Luckily, I found a partner who has a strong nurturing instinct and who would never let herself get so worn out by wrestling with a child that she’d be too tired to make a nutritious lunch. But the combination of her fear of being perpetually worn out and my fear of not being good enough when nurturing and nutritious lunches are needed is the exact reason we haven’t taken the plunge to start a family yet.

We are always telling interested friends and family — who know we definitely want to have children — that it’ll happen “soon,” “maybe next year,” sometimes even saying “maybe later this year,” and years keep passing and we keep being childless.

The truth is that we’re also unsure of how well we could parent boys, especially in the plural. Together we have four nieces and we’ve spent lots of time with all of them, often finding ourselves exhausted at the end of a babysitting weekend and wondering how people find energy to parent while holding down a job.

These are girls, sweet little girls, darling little adorable girls who like to run around a little bit and like to be held upside down and sit on my shoulders, but also like to sit quietly on the floor and read or color or play with dolls.

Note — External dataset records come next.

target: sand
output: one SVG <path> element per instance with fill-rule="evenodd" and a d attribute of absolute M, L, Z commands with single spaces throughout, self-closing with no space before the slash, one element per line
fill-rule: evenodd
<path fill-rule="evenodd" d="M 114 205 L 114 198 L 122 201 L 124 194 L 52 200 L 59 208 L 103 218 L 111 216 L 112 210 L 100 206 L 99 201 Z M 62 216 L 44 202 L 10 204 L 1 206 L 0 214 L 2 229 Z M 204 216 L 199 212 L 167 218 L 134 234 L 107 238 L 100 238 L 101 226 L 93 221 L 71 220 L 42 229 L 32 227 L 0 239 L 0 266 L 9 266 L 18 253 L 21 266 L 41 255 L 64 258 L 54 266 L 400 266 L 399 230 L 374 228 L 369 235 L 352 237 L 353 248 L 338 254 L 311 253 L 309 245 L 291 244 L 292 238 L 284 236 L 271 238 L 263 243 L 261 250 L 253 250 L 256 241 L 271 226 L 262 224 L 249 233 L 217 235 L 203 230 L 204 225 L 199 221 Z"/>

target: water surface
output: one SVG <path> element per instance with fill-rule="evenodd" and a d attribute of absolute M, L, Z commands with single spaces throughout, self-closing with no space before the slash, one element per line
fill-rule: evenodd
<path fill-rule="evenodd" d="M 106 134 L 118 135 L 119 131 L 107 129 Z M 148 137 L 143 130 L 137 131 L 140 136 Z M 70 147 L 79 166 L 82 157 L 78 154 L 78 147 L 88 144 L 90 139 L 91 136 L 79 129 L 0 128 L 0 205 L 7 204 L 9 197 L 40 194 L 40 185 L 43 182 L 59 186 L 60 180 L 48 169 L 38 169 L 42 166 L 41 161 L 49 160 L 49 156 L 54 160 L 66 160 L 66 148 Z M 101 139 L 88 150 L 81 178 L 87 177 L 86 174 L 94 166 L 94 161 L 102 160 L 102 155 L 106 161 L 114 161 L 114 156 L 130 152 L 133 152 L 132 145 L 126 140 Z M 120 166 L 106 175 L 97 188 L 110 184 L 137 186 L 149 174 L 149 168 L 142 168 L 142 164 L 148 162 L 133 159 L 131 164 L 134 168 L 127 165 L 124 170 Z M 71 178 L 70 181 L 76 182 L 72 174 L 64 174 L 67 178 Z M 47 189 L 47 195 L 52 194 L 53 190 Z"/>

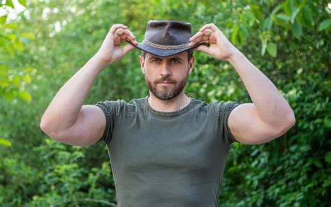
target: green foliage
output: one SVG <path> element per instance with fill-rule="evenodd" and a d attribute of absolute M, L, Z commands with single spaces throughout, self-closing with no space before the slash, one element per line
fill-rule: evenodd
<path fill-rule="evenodd" d="M 10 1 L 3 8 L 13 7 Z M 105 146 L 57 143 L 43 134 L 39 121 L 112 24 L 128 26 L 140 42 L 149 20 L 166 19 L 189 22 L 193 32 L 214 23 L 295 113 L 295 126 L 281 137 L 259 146 L 233 145 L 219 206 L 331 204 L 331 22 L 324 1 L 20 2 L 26 9 L 15 20 L 0 17 L 0 206 L 115 205 Z M 85 104 L 147 95 L 139 54 L 133 51 L 105 68 Z M 195 56 L 186 93 L 207 102 L 251 102 L 228 63 Z"/>

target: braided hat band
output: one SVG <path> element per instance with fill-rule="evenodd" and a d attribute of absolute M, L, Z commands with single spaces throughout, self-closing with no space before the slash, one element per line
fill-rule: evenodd
<path fill-rule="evenodd" d="M 183 49 L 183 48 L 186 48 L 189 47 L 189 43 L 187 44 L 183 44 L 183 45 L 159 45 L 156 44 L 152 42 L 149 42 L 147 40 L 144 40 L 142 41 L 142 43 L 152 47 L 154 47 L 156 49 Z"/>

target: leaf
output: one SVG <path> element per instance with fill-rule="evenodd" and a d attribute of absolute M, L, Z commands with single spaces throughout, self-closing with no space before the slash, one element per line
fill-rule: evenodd
<path fill-rule="evenodd" d="M 18 95 L 24 100 L 30 102 L 31 100 L 31 97 L 30 93 L 27 91 L 20 91 L 18 92 Z"/>
<path fill-rule="evenodd" d="M 20 3 L 23 6 L 27 6 L 27 1 L 26 0 L 18 0 L 18 3 Z"/>
<path fill-rule="evenodd" d="M 329 164 L 331 163 L 331 151 L 329 151 L 328 153 L 326 153 L 325 159 L 326 162 Z"/>
<path fill-rule="evenodd" d="M 240 42 L 242 45 L 245 44 L 245 40 L 249 36 L 249 33 L 244 25 L 240 25 L 239 30 L 239 37 L 240 38 Z"/>
<path fill-rule="evenodd" d="M 23 33 L 22 37 L 26 38 L 30 40 L 34 39 L 34 35 L 32 33 Z"/>
<path fill-rule="evenodd" d="M 300 40 L 302 36 L 302 26 L 301 26 L 301 24 L 295 22 L 292 26 L 291 29 L 294 36 Z"/>
<path fill-rule="evenodd" d="M 286 15 L 286 14 L 284 14 L 284 13 L 278 14 L 278 15 L 276 15 L 276 17 L 277 17 L 278 18 L 279 18 L 281 20 L 283 20 L 284 21 L 290 21 L 290 17 L 288 17 L 288 15 Z"/>
<path fill-rule="evenodd" d="M 264 56 L 265 54 L 265 49 L 267 48 L 267 40 L 263 37 L 260 37 L 261 39 L 261 44 L 262 44 L 262 47 L 261 47 L 261 54 L 262 56 Z"/>
<path fill-rule="evenodd" d="M 14 23 L 6 24 L 3 25 L 3 27 L 9 29 L 17 29 L 17 24 Z"/>
<path fill-rule="evenodd" d="M 300 8 L 296 8 L 294 11 L 290 15 L 290 23 L 294 23 L 294 20 L 295 20 L 295 17 L 297 15 L 297 13 L 300 11 Z"/>
<path fill-rule="evenodd" d="M 27 83 L 31 83 L 31 77 L 29 75 L 25 75 L 23 76 L 23 80 Z"/>
<path fill-rule="evenodd" d="M 279 4 L 279 6 L 276 6 L 275 8 L 272 10 L 272 12 L 270 14 L 270 16 L 274 15 L 281 8 L 283 7 L 283 4 Z"/>
<path fill-rule="evenodd" d="M 277 45 L 273 43 L 269 43 L 267 47 L 267 51 L 270 55 L 276 57 L 277 56 Z"/>
<path fill-rule="evenodd" d="M 14 98 L 15 93 L 13 91 L 9 91 L 5 93 L 5 100 L 11 100 Z"/>
<path fill-rule="evenodd" d="M 0 138 L 0 145 L 4 146 L 10 146 L 11 142 L 6 138 Z"/>
<path fill-rule="evenodd" d="M 238 24 L 235 24 L 233 27 L 233 31 L 231 34 L 231 42 L 233 45 L 237 43 L 237 34 L 238 33 L 239 26 Z"/>
<path fill-rule="evenodd" d="M 262 23 L 262 29 L 263 30 L 271 30 L 272 28 L 272 17 L 270 15 L 267 19 L 265 19 Z"/>
<path fill-rule="evenodd" d="M 5 5 L 9 6 L 11 8 L 15 8 L 14 4 L 13 3 L 13 0 L 6 1 Z"/>
<path fill-rule="evenodd" d="M 311 10 L 310 10 L 310 8 L 307 6 L 304 6 L 302 8 L 302 12 L 303 12 L 303 18 L 304 20 L 306 20 L 307 23 L 310 25 L 314 25 L 314 19 L 313 19 L 313 15 L 311 14 Z"/>
<path fill-rule="evenodd" d="M 6 23 L 6 20 L 7 20 L 7 15 L 0 17 L 0 24 L 4 24 Z"/>
<path fill-rule="evenodd" d="M 324 20 L 322 22 L 321 22 L 320 25 L 318 25 L 318 31 L 323 31 L 331 26 L 331 18 Z"/>
<path fill-rule="evenodd" d="M 22 51 L 23 50 L 23 43 L 22 43 L 21 40 L 17 39 L 16 40 L 16 44 L 15 45 L 15 48 L 18 50 L 18 51 Z"/>
<path fill-rule="evenodd" d="M 328 118 L 324 119 L 324 125 L 327 128 L 331 129 L 331 119 L 328 119 Z"/>

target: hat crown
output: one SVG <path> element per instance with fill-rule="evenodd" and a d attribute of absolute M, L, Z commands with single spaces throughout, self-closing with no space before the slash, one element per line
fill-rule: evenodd
<path fill-rule="evenodd" d="M 148 22 L 145 40 L 161 45 L 181 45 L 189 43 L 191 24 L 177 21 Z"/>

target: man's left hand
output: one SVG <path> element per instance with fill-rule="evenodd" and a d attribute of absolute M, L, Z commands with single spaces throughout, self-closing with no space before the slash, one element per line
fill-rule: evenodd
<path fill-rule="evenodd" d="M 200 31 L 190 38 L 189 46 L 196 44 L 210 44 L 209 47 L 200 45 L 194 50 L 205 52 L 215 59 L 228 61 L 238 49 L 230 43 L 223 32 L 214 24 L 203 26 Z"/>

Spencer and Harrison did not exactly reassure us this weekend that we could survive if we found ourselves with two little boys. When I expressed my concern about parenting boys to their mother, Shalar was little help: “Just don’t have two of them who are these ages,” she said, sounding chipper but also worn out.

Their father, responding to my comment that we’d miss him during our weekend adventure, wrote back ominously: “You’ll have more fun without me there. You’ll be more tired too. Have fun with the boys.”

The truth is, I wanted to take them both home with me when we were saying goodbye on Sunday. And I still look back proudly on the contrast between Friday night dinner, when Spencer made a crazy mess of our table by playing in his chocolate milk, and Saturday night dinner, when I laid down the law and told him there would be no objects (except his straw) allowed in his water, and there would be no bubble-blowing or splashing. We left a tidy dinner table that night.

Maybe I can do it. Maybe I can be fun mommy and still comfort a sobbing child while setting a rule or two. I might even be able to make a nutritious lunch once in a while. And I know I caught Kim giving at least one shoulder ride. Like anything else, you take what comes, and you adapt to it.

Maybe we can survive the Y chromosome, if it comes calling.